The GSA, in the simplest terms, is a federal body in charge of all of the material stuff the government uses. This includes everything from land, to cars, to IT technology and solutions, and it is also the government body in charge of the Federal Acquisition Regulation (FAR).
Whenever a government agency wants to issue a new contract or proposal to aqcuire goods from a civilian body, it has to make sure the supplier meets the guidelines laid out by FAR.
“The vision for the Federal Acquisition System is to deliver on a timely basis the best value product or service to the customer, while maintaining the public’s trust and fulfilling public policy objectives. Participants in the acquisition process should work together as a team and should be empowered to make decisions within their area of responsibility,” says the first section of FAR.
FAR was put in place in 1974 as a part of the Office of Federal Procurement Policy Act of 1974, but thanks to what the Government Accountability Office called “changing security threats, rapidly evolving science and technology, and budget imbalances,” the process of FAR-compliant acquisition often proves to be too slow or too difficult for smaller companies.

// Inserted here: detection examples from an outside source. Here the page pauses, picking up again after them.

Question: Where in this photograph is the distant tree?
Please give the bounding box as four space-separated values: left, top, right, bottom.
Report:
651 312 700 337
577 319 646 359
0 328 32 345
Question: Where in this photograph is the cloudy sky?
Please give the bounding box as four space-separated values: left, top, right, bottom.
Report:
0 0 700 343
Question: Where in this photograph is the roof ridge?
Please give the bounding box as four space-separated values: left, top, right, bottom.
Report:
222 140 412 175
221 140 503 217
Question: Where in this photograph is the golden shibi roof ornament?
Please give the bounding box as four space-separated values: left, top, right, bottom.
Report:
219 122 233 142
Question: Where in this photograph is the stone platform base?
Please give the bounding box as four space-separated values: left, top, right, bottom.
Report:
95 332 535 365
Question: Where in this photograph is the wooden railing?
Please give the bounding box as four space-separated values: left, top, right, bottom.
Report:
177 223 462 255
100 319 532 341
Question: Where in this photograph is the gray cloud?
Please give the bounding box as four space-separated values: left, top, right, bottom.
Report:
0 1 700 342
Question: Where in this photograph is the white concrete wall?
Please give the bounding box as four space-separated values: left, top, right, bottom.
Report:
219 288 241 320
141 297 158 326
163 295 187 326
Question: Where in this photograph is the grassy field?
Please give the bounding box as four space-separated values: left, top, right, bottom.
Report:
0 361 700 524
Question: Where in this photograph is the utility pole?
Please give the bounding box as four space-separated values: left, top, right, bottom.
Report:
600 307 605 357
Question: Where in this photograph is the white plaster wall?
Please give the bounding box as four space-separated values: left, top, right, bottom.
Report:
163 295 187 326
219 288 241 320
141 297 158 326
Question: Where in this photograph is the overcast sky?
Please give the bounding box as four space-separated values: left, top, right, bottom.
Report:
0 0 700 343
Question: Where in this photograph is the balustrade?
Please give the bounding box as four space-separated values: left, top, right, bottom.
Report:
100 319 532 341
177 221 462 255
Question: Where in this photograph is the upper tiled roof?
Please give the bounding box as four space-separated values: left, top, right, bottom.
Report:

“We need a tuneup on our system,” U.S. General Services Administrator Martha N. Johnson said today. “Right now, we are driving our father’s car. It works, but is showing its age. I want a modern, electric car version of the FAR to take us where we need to go reliably and quickly.”
Together with NASA, the Department of Defense, and the Office of Management and Budget, the GSA is “tuning up” FAR beginning on March 31.
The group will create action plans in three general areas: team management, case management, and training. All of them will concentrate on the ways the GSA can more quickly and accurately assess the material needs of federal agencies, and fulfill them in a quick, but fair manner.